For the Chinese, too much money always brings inconvenience, and the large face value of Turkish Lira may make us dumbfounded. The smallest denomination of Turkish banknotes is 1,000 lire, and the largest is 50 million lire! Why use such a large number? A Turkish man said, half jokingly and half seriously: "The higher the face value, the more you will feel rich."
A large face value does not necessarily mean you are rich. At the beginning of last year, 1 U.S. dollar was equivalent to about 690,000 lira. On February 22 this year, after the Turkish government announced that it would give up exchange control on the lira, it has devalued to 1.1 million lira per US dollar, and may continue to depreciate.
In this case, people complained. When going to the bank to exchange US dollars for local currency, many people have to carry the money in their suitcases. The Turkish government is under pressure and is considering a variety of countermeasures. The Central Bank of Turkey came up with a new idea to revamp the Turkish currency, which is to cross out the six "0"s after the "1" on the 1 million Turkish lira currency, so that 1 Turkish lira is equivalent to 1 U.S. dollar. For this plan to be implemented, the denominations of the local currency must be revised, because the current denominations of the local currency are 1,000, 2,500, 5,000, 10,000, 25,000, 50,000, 1 million, and up to 50 million.
Some experts analyze that there is really no other way for the Turkish government to adopt this strategy. The purpose of the Turkish government is to try to prevent the Turkish currency from continuing to depreciate and enhance people's confidence in the Turkish currency. But what the effect will be is difficult to predict now. Because the superficial reason for the depreciation of the Turkish currency is that the Turkish government gives up exchange rate control, the real reason is still the economic downturn. In addition, official corruption, structural shortcomings in the economy and financial industry, etc. are also important reasons for the depreciation of the Turkish currency.

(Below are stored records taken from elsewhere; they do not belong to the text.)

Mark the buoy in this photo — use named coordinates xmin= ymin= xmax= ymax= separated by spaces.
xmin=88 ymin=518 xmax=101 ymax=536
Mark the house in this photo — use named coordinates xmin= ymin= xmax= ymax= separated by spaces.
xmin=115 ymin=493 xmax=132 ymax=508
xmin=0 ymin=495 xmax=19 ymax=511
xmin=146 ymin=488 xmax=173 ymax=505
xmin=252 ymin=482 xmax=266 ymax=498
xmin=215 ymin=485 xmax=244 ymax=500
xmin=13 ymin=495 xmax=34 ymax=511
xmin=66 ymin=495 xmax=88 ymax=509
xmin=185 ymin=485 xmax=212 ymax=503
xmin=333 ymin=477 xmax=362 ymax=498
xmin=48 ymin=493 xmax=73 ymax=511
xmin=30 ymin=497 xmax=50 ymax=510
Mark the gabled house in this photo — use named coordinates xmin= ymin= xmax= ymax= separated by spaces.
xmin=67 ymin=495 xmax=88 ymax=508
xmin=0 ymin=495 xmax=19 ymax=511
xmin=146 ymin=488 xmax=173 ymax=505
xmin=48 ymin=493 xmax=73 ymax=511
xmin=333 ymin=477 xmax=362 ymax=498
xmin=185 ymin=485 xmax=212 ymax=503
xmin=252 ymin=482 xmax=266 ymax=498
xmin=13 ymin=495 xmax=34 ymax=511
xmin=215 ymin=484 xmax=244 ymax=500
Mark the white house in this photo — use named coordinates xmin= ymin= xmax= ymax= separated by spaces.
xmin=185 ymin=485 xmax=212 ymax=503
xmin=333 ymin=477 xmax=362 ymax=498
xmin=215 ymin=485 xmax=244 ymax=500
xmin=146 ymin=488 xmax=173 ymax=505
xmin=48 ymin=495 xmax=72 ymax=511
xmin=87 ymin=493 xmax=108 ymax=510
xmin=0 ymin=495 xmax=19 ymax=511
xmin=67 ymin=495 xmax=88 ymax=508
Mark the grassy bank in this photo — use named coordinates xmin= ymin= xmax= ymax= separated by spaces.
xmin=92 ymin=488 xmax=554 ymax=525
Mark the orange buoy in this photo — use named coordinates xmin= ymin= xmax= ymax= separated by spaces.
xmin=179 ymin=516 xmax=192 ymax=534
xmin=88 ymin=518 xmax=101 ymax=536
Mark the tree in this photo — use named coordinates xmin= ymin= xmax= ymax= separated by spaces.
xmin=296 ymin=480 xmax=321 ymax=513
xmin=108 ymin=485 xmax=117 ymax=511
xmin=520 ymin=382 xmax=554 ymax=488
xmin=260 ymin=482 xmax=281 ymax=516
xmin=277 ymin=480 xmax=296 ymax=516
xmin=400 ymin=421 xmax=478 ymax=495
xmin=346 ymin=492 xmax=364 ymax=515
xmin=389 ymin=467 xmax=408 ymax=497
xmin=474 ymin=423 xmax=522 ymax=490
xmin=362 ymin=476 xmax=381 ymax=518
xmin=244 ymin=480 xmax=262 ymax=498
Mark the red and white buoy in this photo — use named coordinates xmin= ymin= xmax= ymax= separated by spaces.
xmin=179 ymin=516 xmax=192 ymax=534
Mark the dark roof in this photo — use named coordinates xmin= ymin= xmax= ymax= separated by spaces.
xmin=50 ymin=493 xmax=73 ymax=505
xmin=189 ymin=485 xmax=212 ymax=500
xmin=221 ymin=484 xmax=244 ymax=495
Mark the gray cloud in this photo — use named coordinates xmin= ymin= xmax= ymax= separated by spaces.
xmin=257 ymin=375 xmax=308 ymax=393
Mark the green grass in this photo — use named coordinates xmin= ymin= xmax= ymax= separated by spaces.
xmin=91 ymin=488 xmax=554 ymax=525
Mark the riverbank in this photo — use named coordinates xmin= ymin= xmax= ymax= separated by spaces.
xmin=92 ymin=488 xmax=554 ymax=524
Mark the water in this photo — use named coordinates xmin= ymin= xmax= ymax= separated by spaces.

In addition to planning to revise its currency, the Turkish government is also seeking support from the outside world, the most important ones being the support of the International Monetary Fund and the Group of Seven Western Countries (G7). At present, the International Monetary Fund and the G7 Group are in a dilemma regarding Türkiye's policies. Turkey is a member of NATO. Currency depreciation affects the country's stability and is bound to bring trouble to other NATO members led by the United States. Therefore, the United States and other Western countries do want to help the soil out of their own interests. On the other hand, the United States and other Western countries still want to suppress the soil and continue to reform the financial system, but they are afraid of causing major social unrest. Therefore, Mr. Stanley Fischer, the first deputy general manager of the International Monetary Fund, only said in principle at an internal meeting recently: "Turkey deserves the support of the international community.